A metallic sphere cools from 60°C to 52°C in 10 minutes. If the surrounding temperature is 16° C, then the temperature of sphere after the next 10 minutes is close to :

To solve the problem of determining the temperature of a metallic sphere after it cools for an additional 10 minutes, we can use Newton's Law of Cooling. Here’s a step-by-step breakdown of the solution: ### Step 1: Understand the Initial Conditions - Initial temperature of the sphere, \( T_1 = 60^\circ C \) - Temperature after 10 minutes, \( T_2 = 52^\circ C \) - Surrounding temperature, \( T_0 = 16^\circ C \) - Time interval for the first cooling, \( t_1 = 10 \) minutes ### Step 2: Apply Newton's Law of Cooling According to Newton's Law of Cooling, the rate of change of temperature of an object is proportional to the difference between its temperature and the surrounding temperature.
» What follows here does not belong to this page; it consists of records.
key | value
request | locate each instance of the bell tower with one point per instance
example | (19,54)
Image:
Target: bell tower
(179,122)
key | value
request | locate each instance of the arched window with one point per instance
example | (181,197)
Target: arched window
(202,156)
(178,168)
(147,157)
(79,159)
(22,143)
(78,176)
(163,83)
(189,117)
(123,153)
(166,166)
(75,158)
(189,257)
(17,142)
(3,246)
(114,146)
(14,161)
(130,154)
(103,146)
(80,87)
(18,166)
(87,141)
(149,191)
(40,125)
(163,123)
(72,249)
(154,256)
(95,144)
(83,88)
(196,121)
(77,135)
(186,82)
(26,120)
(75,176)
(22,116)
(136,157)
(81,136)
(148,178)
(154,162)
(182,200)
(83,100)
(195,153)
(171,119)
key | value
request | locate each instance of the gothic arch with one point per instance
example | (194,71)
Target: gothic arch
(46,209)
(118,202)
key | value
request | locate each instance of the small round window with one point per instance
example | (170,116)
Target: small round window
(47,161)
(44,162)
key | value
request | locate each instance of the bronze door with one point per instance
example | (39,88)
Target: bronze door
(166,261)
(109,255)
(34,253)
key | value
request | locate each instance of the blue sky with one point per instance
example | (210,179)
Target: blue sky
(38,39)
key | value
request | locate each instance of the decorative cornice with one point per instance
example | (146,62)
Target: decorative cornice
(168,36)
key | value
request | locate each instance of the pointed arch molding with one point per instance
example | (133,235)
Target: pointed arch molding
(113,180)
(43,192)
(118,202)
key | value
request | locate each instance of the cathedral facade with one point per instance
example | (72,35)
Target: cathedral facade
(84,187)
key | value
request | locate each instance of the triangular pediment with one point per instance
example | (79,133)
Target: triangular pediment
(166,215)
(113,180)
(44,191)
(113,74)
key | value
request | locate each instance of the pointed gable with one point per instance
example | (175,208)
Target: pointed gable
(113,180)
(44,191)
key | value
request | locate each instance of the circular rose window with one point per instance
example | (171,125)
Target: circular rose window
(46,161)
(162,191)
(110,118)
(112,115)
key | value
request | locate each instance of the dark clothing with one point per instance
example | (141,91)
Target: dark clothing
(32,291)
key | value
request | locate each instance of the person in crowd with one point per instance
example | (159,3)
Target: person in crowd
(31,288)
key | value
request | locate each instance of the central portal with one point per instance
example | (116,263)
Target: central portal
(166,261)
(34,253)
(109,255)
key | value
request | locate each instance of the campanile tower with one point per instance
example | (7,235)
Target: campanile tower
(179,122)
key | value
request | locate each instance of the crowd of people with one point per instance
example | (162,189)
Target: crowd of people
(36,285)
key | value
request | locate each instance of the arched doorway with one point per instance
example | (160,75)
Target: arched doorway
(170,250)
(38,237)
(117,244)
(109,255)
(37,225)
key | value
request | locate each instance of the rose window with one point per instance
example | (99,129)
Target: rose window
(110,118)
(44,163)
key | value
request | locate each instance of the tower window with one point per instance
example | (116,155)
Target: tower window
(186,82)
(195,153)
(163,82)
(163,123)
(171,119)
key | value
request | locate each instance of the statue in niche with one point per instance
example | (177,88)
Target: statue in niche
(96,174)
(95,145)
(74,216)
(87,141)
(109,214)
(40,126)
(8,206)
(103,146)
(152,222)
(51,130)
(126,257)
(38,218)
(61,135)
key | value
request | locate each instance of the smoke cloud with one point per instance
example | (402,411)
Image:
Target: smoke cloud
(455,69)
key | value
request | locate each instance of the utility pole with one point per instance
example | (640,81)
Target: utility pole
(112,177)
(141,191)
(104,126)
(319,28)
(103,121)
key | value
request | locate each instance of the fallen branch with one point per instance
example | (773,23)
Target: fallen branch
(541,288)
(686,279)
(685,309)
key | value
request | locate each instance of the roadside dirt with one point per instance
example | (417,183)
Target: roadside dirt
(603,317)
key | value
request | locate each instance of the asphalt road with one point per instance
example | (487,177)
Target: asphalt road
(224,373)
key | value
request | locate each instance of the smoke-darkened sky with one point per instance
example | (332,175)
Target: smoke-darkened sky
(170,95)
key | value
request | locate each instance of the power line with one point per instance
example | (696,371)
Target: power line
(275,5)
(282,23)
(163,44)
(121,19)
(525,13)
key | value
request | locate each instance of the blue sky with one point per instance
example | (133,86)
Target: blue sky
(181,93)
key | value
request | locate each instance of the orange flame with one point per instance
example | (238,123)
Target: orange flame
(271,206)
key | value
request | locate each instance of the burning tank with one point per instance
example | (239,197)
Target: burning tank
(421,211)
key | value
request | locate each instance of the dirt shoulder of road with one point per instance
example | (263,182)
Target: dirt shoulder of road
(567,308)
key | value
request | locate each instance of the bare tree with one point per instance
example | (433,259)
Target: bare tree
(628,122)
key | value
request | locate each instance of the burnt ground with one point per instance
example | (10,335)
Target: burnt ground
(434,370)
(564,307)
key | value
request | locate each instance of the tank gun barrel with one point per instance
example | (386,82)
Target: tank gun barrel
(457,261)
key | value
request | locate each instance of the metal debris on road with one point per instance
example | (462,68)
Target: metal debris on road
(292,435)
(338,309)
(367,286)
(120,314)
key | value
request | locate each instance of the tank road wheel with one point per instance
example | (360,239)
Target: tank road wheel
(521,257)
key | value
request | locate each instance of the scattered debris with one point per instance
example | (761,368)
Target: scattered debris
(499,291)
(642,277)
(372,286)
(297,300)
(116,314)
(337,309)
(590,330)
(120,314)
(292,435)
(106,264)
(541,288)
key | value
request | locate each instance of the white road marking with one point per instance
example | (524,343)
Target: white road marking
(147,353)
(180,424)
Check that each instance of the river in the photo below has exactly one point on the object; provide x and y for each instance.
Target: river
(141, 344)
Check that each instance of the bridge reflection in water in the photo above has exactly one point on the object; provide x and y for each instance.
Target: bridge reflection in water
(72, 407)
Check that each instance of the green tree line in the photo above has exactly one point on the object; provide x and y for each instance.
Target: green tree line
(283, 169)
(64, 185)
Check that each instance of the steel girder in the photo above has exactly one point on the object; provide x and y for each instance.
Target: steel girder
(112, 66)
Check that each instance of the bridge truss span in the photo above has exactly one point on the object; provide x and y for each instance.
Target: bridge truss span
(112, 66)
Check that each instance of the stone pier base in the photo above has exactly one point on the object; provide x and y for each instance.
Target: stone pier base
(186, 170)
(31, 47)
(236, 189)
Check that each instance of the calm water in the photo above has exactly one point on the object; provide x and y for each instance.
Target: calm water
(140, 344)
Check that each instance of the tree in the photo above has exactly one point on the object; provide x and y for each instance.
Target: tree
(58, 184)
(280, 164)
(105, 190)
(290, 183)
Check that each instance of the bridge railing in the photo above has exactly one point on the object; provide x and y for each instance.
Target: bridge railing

The formula can be expressed as: \[ \frac{T_1 - T_2}{t_1} = k \left( \frac{T_1 + T_2}{2} - T_0 \right) \] ### Step 3: Substitute Known Values Substituting the known values into the formula: \[ \frac{60 - 52}{10} = k \left( \frac{60 + 52}{2} - 16 \right) \] Calculating the left side: \[ \frac{8}{10} = 0.8 \] Calculating the right side: \[ \frac{60 + 52}{2} = \frac{112}{2} = 56 \] Thus, we have: \[ 0.8 = k (56 - 16) \] This simplifies to: \[ 0.8 = k \cdot 40 \] ### Step 4: Solve for \( k \) Now, we can solve for \( k \): \[ k = \frac{0.8}{40} = \frac{1}{50} \] ### Step 5: Calculate the Temperature After the Next 10 Minutes Now we need to find the temperature of the sphere after another 10 minutes. We will denote this temperature as \( T \). Again applying Newton's Law of Cooling for the next interval: \[ \frac{T_2 - T}{t_2} = k \left( \frac{T_2 + T}{2} - T_0 \right) \] Where \( t_2 = 10 \) minutes. Substituting the known values: \[ \frac{52 - T}{10} = \frac{1}{50} \left( \frac{52 + T}{2} - 16 \right) \] ### Step 6: Simplify and Solve for \( T \) Multiply both sides by 50 to eliminate the fraction: \[ 5(52 - T) = \frac{52 + T}{2} - 16 \] Expanding and simplifying: \[ 260 - 5T = \frac{52 + T}{2} - 16 \] Multiply through by 2 to eliminate the fraction: \[ 520 - 10T = 52 + T - 32 \] Combine like terms: \[ 520 - 10T = 20 + T \] Rearranging gives: \[ 520 - 20 = 11T \] Thus: \[ 500 = 11T \] ### Step 7: Calculate \( T \) Finally, solving for \( T \): \[ T = \frac{500}{11} \approx 45.45^\circ C \] ### Conclusion The temperature of the sphere after the next 10 minutes is approximately \( 45.45^\circ C \), which can be rounded to \( 45^\circ C \).